Eigenbedarf zugunsten des geschiedenen Ehepartners
Getrennt lebende oder geschiedene Ehegatten gehören im mietrechtlichen Sinne derselben Familie an und können sich daher auf mietrechtliche Privilegierungen berufen. Insoweit könne daher auch Eigenbedarf für den ehemaligen Ehegatten geltend gemacht werden.
Urteil vom 2. September 2020 – VIII ZR 35/19
Der beklagte Mieter bewohnt seit 2001 ein Einfamilienhaus. 2015 verkaufte der damalige Vermieter das Haus an seinen Sohn sowie dessen Ehefrau, die damals bereits getrennt lebten. Die Ehe der beiden wurde 2016 geschieden. 2017 kündigten die ehemaligen Eheleute das Mietverhältnis wegen Eigenbedarfs für die geschiedene Ehegattin. Sie benötige das Haus für sich, da sie mit ihren beiden Kindern und ihrem neuen Lebensgefährten dort einzuziehen beabsichtigte. Der Mieter verweigerte den Auszug, die Vermieter klagten auf Räumung.
Das Amts- sowie auch das Landgericht hielten die Kündigung aufgrund nachvollziehbarer Gründe für berechtigt.
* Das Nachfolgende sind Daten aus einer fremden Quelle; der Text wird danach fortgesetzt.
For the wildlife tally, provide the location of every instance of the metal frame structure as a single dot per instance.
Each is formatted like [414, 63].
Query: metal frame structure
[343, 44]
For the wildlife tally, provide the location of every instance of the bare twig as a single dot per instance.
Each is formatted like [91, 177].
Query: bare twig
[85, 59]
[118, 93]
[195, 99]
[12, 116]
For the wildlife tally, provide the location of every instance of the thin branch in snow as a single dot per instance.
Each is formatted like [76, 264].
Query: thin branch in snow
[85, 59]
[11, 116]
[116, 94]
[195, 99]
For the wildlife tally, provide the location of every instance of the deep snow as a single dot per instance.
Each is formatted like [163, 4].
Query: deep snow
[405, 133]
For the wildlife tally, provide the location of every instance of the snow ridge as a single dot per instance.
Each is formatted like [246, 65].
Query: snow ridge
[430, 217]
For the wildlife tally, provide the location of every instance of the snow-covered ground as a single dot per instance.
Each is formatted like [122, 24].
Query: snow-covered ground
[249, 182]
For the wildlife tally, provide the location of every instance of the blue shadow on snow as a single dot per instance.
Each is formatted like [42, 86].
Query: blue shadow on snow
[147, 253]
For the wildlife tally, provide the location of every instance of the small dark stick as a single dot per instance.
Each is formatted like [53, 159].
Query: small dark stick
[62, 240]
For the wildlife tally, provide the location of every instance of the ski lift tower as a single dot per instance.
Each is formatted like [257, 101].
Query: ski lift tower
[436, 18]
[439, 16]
Das Landgericht betonte hierbei, dass auch die dreijährige Kündigungssperrfrist nach dem Erwerb der Immobilie nicht greife, da diese nicht für Eheleute gelte und die Ehe beim Kauf des Hauses noch bestanden habe. Die Eheleute lebten zwar bereits seit 2013 nicht mehr zusammen, jedoch würden auch getrennt lebende Eheleute noch zu „derselben Familie“ im Sinne des Gesetzes gehören. Auch der BGH bejahte den Räumungsanspruch. Hierbei käme es jedoch nicht auf das Bestehen der Ehe bei Kündigung des Mietverhältnisses an. Auch getrennt lebende oder geschiedene Ehegatten gehören im mietrechtlichen Sinne „derselben“ Familie an. In Anlehnung an das Prozeßrecht sind alle Personen Familienangehörige, denen das Gesetz aus persönlichen Gründen ein Zeugnisverweigerungsrecht gewährt. Insoweit könne daher auch Eigenbedarf für den ehemaligen Ehegatten geltend gemacht werden.
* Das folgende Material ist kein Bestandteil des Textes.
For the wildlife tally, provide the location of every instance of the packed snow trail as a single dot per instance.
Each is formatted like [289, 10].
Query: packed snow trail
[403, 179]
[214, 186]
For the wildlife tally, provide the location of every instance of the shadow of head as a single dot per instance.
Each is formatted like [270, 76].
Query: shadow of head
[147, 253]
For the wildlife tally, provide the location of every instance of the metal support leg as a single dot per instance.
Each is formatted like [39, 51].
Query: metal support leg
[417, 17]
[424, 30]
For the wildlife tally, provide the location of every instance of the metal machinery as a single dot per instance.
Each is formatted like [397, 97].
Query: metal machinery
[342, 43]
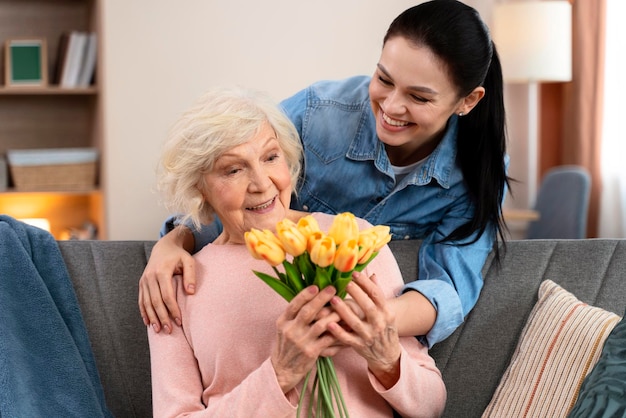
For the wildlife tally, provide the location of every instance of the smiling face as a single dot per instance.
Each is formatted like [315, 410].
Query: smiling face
[412, 98]
[249, 186]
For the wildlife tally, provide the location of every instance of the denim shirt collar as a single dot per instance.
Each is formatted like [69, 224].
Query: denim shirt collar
[438, 166]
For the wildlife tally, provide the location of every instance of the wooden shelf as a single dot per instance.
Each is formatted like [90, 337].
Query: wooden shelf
[50, 116]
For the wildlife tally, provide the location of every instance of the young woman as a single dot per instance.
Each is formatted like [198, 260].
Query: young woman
[419, 146]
Kommentar: Die Entscheidung ist vertretbar, da regelmäßig auch nach Vollzug einer Scheidung gemeinsame Interessen bezüglich eines ehemals gemeinschaftlich erworbenen Hauses bestehen können. Hier dürfte der grundrechtliche Schutz der Ehe und Familie auch nach dem Ende der Ehe noch nachwirken. Die Entscheidung macht gleichzeitig deutlich, dass der BGH ohnehin von einem weiten Familienbegriff ausgeht, zumal er auch in der Vergangenheit die Geltendmachung eines Eigenbedarfs beispielsweise für Neffen und Nichten für zulässig erachtet hatte.